Even when a service does routinely gather high quality data and test hypothesis-driven innovations, the process tends to be limited by an overdependence on crude before-after testing or interviews with a handful of service users (which can offer valuable information about how/why and intervention works but tells us nothing about the mean effect size). We need to be sure that any observed changes in outcomes are driven by service modifications. More than that, we need to ask if it is ethical to modify services without recourse to robust means of evaluating impact – especially where unintended consequences could lead to harm or a deterioration in service quality or equity.
The most robust means of evaluating whether service innovations, reconfigurations, amendments, adaptations, and other ‘improvements’ actually confer benefit is by conducting randomised controlled trials [
38]. However, RCTs are generally expensive, require specialist statistical support, and can take years to run, rendering them unfeasible for most settings [
39]. When resources are available, the expensive price tag exerts a strong pressure to reserve this tool for service amendments that have a high ‘pre-test’ probability of success. This means that the least robust service modifications are systematically subjected to the weakest levels of methodological scrutiny, potentially squandering resources, incurring opportunity costs, and even exposing users to harm.
The rising use of RCTs in industry – often referred to as ‘A/B testing’—has spawned a wave of low-cost, real-time, automated approaches to running real-time pragmatic trials in order to optimise services with high-quality empirical data. The ‘test everything with controlled experiments’ approach was born of the observation that tiny service changes sometimes had large impacts on important outcomes, and that most large, expensive reforms based on promising ideas fail to deliver the intended change [
40]. Allied work from non-health areas of continuous improvement has demonstrated that multiple small improvements can lead to large overall gains – strengthening the case for multiple rapid tests of multiple service modifications [
41,
42]. This mature and powerful ‘test everything’ approach is being used to optimise search engines, improve web page click-throughs, and drive profit margins [
43‐
45] but has not yet made the transition to health service improvement.
As health programmes increasingly digitise patient flow, opportunities are emerging to embed prospective randomisation and statistical testing into administrative software [
46]. The adoption of ‘built-in’ testing would reduce the barriers for routine RCT testing.

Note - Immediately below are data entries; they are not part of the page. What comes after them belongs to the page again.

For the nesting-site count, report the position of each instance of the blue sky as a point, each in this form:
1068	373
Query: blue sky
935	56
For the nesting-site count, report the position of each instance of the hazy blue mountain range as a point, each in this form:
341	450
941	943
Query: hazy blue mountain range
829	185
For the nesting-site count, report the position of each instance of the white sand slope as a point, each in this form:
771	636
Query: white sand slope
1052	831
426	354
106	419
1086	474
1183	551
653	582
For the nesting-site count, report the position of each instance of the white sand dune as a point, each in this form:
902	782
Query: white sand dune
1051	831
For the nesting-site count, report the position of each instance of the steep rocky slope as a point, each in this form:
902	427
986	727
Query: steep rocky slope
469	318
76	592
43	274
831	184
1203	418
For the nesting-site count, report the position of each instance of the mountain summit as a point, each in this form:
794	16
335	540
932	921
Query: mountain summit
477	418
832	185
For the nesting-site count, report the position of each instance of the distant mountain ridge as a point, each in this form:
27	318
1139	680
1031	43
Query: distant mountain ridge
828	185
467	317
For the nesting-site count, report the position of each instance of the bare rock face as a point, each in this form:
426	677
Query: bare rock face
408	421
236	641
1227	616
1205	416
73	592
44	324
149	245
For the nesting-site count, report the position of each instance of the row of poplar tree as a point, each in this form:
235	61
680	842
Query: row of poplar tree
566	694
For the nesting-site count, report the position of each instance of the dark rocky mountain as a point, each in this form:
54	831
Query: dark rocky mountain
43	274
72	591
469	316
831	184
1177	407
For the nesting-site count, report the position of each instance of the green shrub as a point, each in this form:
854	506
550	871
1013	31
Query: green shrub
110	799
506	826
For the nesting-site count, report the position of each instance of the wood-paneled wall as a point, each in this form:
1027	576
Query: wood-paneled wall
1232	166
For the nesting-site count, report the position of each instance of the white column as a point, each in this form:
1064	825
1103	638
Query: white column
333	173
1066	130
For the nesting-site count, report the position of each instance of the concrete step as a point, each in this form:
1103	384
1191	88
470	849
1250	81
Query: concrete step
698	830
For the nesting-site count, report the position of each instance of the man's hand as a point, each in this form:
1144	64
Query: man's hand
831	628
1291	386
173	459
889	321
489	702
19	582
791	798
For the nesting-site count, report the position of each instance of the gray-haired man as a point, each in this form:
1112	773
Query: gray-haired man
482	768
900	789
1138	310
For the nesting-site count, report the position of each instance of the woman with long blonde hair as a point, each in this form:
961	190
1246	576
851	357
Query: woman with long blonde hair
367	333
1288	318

By making it easier to perform RCTs to test service modifications, we would vastly improve safety by helping managers to reliably differentiate between effective and ineffective amendments. The automation of randomization, allocation, and statistical analysis works best when algorithms can be directly embedded into clinical software, as this eliminates the delays associated with human factors.
Even automated RCTs still take time and specialist expertise to set up, and these costs mean that programmes will have fewer resources to deploy for service delivery. The time taken to design the trial and obtain ethical approval can also delay the implementation of potential service improvements. These ethical issues must be weighed against the fact that introducing interventions without robust evaluation can lead to the unknowing delivery of ineffective or harmful interventions. Nevertheless, given the work, time and costs involved in setting up a platform trial, this approach will deliver the greatest cost-benefits if used to continually assess a large number of interventions over a long period of time.
Changes and interventions that are found to be effective at improving outcomes and reducing the inequalities should be taken to scale across entire services. In summary, there is a need to develop embedded RCT testing code that can run resource-light trials in order to provide robust evidence on whether well-intentioned service modifications are helping or harming.